The present invention relates to methods and computer program products for generating recognition error correction information.
It is desired to extract textual information from images or from speech signal sequences captured by various capture devices such as mobile phones equipped with a camera and/or a recorder.
The information extraction is problematic due to various reasons including for example, absence of a-priory information about the printing layout of the textual information, fonts of the textual information are at different sizes and types, the textual information is embedded within graphics, and image capture limitations such as perspective distortions, limited illumination as well as image wrapping and misalignment.
When OCR (Optical Character Recognition) is applied on such images the results are expected to be poor.
One of the known methods used to correct OCR results is by using predefined dictionaries. The correction quality is heavily based on the relevancy of the dictionaries to the processed text. Typical dictionaries can include only a portion from the human knowledge and usually do not include dynamically changing information as well as names of persons, companies, products and the like.
One can also record speech annotations. The classical approach consists of converting the speech to word transcripts using a large vocabulary continuous speech recognition (LVCSR) tool. However, a significant drawback is that Out-Of-Vocabulary (OOV) terms, i.e. term that are missing words from the Automatic Speech Recognition (ASR) system vocabulary, cannot be recognized and are replaced in the output transcript by alternatives that are probable, given the recognition acoustic model and the language model. In many applications, the OOV rate may get worse over time unless the recognizer's vocabulary is periodically updated.
There is a need to provide efficient methods and computer program products that can improve speech recognition and optical character recognition processes.

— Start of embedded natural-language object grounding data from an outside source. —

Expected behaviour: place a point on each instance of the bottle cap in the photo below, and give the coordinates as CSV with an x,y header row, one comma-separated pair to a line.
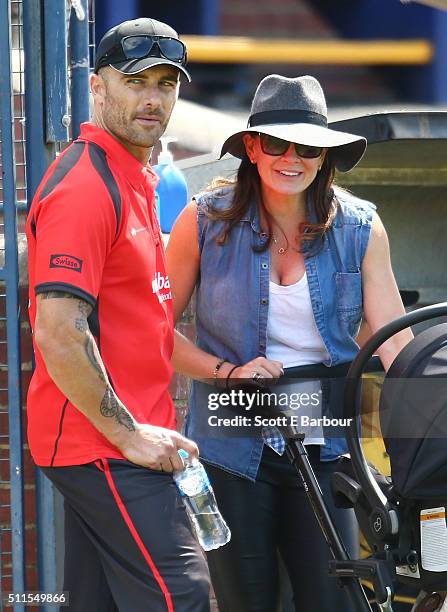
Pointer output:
x,y
165,156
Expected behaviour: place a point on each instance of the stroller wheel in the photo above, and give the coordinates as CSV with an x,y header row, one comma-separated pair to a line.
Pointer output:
x,y
431,602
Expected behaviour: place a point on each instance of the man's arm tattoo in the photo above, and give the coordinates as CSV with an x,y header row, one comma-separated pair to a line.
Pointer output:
x,y
84,307
111,407
91,355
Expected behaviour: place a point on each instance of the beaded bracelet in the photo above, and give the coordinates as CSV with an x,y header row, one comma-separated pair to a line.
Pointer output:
x,y
219,364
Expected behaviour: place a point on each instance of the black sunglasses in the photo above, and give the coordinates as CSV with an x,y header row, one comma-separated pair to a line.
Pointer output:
x,y
138,47
271,145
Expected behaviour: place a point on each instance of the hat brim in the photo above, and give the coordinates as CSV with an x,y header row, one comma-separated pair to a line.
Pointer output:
x,y
348,149
135,66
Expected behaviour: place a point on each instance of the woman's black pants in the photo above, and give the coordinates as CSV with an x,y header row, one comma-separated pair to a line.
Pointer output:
x,y
271,516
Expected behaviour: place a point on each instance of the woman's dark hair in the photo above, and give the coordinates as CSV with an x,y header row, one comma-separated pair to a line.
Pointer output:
x,y
247,187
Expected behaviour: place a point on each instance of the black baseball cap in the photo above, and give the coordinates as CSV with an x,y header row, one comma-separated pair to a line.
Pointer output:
x,y
133,46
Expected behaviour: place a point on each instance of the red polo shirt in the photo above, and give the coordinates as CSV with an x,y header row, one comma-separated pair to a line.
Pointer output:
x,y
92,231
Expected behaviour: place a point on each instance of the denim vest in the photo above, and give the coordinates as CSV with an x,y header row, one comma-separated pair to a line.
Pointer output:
x,y
232,297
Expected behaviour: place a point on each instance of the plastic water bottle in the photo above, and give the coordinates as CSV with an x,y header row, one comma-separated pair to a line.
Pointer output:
x,y
172,189
198,497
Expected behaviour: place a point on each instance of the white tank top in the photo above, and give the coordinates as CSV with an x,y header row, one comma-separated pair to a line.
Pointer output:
x,y
292,334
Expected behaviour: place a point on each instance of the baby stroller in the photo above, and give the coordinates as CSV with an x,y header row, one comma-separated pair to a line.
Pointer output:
x,y
402,517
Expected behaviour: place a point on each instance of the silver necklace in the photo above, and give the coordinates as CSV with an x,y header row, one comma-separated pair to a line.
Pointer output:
x,y
283,250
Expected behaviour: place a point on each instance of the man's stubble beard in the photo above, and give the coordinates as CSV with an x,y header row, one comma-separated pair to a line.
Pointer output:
x,y
127,131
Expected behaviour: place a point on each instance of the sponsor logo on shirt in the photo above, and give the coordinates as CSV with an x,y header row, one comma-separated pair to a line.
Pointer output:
x,y
61,260
136,230
161,286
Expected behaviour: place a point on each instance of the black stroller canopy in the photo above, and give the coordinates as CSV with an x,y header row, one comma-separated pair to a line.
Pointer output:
x,y
414,418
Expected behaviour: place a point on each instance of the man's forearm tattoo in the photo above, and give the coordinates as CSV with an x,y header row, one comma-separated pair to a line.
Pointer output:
x,y
85,309
90,347
111,407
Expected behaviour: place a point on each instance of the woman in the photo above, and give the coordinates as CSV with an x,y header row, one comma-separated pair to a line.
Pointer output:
x,y
284,265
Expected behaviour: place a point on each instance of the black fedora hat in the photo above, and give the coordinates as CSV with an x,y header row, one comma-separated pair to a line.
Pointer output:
x,y
133,46
295,110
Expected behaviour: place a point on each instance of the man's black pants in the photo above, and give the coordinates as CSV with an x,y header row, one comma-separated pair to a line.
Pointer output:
x,y
129,546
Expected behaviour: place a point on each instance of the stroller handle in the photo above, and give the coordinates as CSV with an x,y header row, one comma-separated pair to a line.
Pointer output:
x,y
353,378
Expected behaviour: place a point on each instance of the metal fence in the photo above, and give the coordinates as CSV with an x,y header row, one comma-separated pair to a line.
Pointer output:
x,y
41,106
12,188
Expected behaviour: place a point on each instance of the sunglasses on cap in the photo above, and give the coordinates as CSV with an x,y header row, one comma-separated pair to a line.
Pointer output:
x,y
141,46
271,145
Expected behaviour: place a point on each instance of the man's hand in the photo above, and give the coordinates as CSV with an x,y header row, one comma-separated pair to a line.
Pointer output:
x,y
157,448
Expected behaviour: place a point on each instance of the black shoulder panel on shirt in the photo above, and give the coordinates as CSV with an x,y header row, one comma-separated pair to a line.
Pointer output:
x,y
93,323
99,161
66,163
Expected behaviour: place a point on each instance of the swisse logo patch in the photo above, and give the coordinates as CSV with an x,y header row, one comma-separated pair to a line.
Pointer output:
x,y
61,260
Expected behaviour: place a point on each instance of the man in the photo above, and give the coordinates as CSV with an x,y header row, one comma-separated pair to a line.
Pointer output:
x,y
101,423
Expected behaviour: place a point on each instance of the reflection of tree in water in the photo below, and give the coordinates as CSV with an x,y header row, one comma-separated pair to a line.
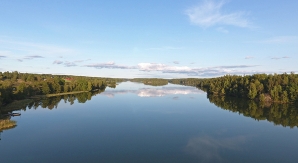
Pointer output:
x,y
279,114
6,124
52,102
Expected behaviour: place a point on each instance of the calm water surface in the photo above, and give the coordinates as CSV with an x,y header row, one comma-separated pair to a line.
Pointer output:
x,y
139,123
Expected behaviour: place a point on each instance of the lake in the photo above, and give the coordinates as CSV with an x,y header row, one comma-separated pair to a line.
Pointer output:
x,y
140,123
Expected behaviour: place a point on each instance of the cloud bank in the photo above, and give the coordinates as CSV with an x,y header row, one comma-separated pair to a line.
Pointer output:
x,y
209,13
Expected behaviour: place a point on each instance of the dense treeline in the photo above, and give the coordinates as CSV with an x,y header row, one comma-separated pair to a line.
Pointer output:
x,y
281,88
151,81
16,86
47,103
285,114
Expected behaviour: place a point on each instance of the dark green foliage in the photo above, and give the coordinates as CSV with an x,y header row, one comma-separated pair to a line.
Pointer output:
x,y
282,88
16,86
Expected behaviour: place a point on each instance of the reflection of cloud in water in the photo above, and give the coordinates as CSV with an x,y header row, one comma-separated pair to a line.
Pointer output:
x,y
206,148
175,98
155,92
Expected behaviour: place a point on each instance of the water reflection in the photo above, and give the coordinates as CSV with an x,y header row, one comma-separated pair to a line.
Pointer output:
x,y
50,103
207,149
156,91
280,114
6,123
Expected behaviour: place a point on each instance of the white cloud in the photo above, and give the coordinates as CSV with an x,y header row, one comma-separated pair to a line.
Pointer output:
x,y
222,30
33,57
161,67
209,13
110,65
36,49
69,64
176,62
249,57
277,58
166,48
280,39
57,62
209,71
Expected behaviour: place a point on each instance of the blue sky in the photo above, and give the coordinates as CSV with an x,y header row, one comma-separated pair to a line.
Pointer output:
x,y
156,38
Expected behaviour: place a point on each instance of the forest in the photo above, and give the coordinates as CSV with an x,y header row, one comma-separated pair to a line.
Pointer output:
x,y
280,88
18,86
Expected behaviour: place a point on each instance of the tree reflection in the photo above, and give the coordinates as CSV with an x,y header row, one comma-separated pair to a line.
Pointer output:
x,y
50,103
6,123
278,113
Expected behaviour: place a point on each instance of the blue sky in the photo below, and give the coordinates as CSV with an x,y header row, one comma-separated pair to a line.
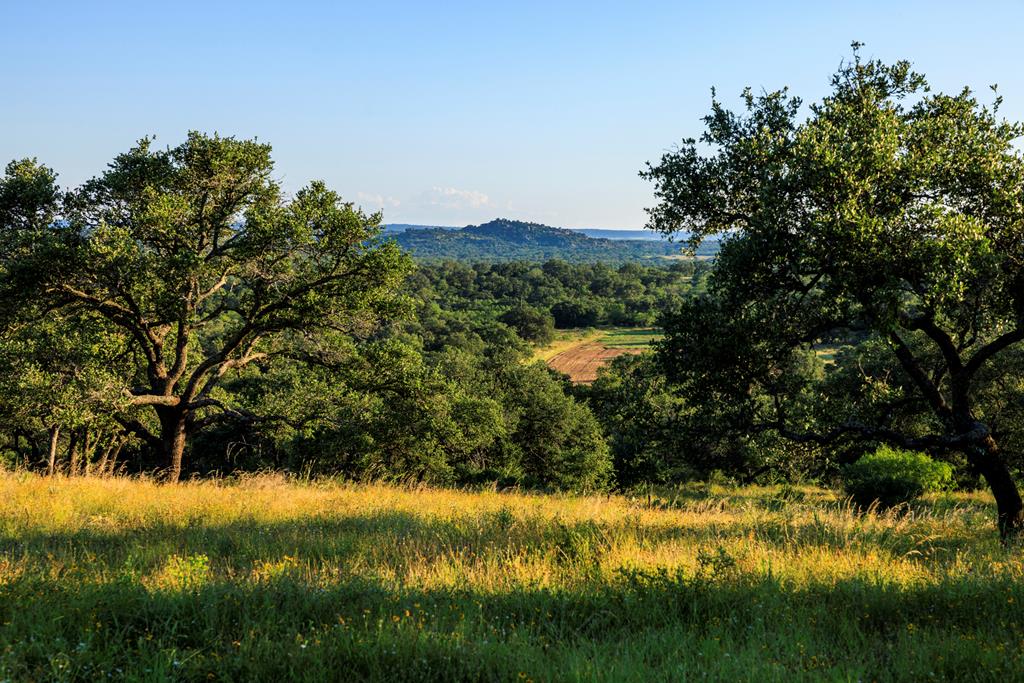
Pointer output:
x,y
455,113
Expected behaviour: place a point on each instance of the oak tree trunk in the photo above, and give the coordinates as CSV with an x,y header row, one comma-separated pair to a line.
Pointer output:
x,y
1009,506
172,440
51,464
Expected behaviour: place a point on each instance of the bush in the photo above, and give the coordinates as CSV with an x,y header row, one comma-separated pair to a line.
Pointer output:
x,y
892,476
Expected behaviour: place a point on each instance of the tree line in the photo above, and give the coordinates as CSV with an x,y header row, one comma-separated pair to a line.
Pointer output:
x,y
180,313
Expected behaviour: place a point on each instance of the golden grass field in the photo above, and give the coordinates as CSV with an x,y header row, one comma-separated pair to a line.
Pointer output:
x,y
264,579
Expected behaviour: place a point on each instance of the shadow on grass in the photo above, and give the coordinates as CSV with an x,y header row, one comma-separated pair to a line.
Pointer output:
x,y
285,628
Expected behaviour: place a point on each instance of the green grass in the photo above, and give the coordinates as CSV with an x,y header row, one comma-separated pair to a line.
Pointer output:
x,y
266,580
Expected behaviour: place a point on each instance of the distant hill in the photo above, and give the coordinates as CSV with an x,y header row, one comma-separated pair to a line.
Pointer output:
x,y
598,232
505,240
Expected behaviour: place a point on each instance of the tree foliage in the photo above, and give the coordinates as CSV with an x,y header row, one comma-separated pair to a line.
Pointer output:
x,y
888,211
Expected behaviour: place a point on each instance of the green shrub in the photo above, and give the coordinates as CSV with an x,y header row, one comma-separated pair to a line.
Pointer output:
x,y
892,476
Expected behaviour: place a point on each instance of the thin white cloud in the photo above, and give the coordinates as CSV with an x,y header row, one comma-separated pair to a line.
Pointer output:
x,y
453,198
377,201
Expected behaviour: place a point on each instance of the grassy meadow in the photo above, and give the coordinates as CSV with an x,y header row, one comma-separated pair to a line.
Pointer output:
x,y
262,579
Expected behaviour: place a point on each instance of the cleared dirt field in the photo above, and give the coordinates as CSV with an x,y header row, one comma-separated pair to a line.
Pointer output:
x,y
582,363
583,360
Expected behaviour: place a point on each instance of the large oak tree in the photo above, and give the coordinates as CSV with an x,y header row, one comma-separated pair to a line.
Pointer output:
x,y
886,210
199,258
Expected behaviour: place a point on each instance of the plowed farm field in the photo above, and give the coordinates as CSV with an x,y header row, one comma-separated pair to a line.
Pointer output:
x,y
583,360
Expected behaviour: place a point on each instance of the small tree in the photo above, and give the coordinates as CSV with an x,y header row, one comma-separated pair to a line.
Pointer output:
x,y
198,256
889,209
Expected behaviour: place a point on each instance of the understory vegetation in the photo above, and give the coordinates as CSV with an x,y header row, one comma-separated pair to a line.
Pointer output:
x,y
260,579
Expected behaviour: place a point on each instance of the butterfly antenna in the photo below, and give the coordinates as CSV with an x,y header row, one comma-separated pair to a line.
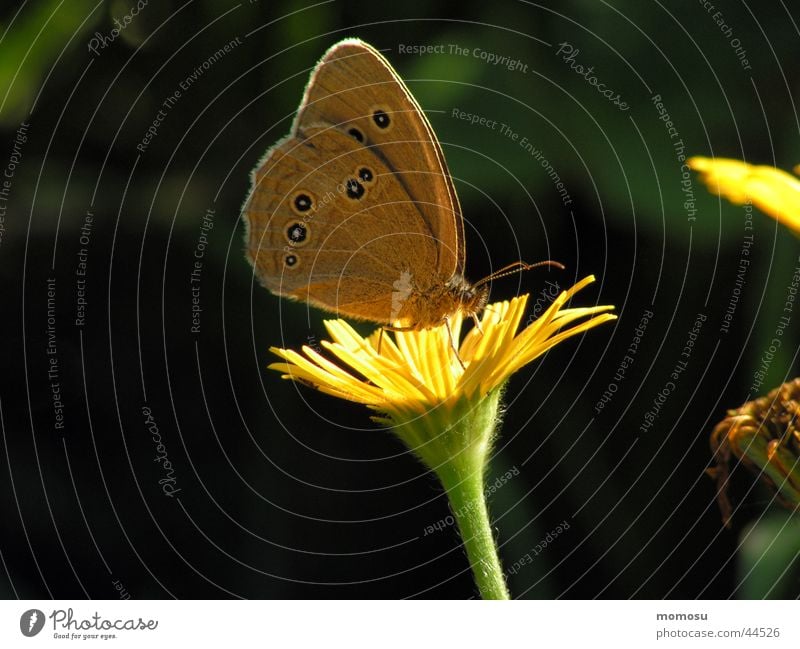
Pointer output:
x,y
518,267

A method for providing recognition error correction information, the method includes: obtaining metadata associated with a capture of a media item; and generating recognition error correction information in response to the metadata.
The present invention will be understood and appreciated more fully from the following detailed description taken in conjunction with the drawings in which:
The term “media item” includes be a picture (image), a video stream, audio-visual stream or an audio stream. The media item can be captured by a capture device such as a camera or an auditory recorder. It is noted that a single capture device can include a camera and an auditory recorder. It is noted that multiple media items can be acquired by one or more capturing devices and that a processing stage provides a single media item that is then being recognized.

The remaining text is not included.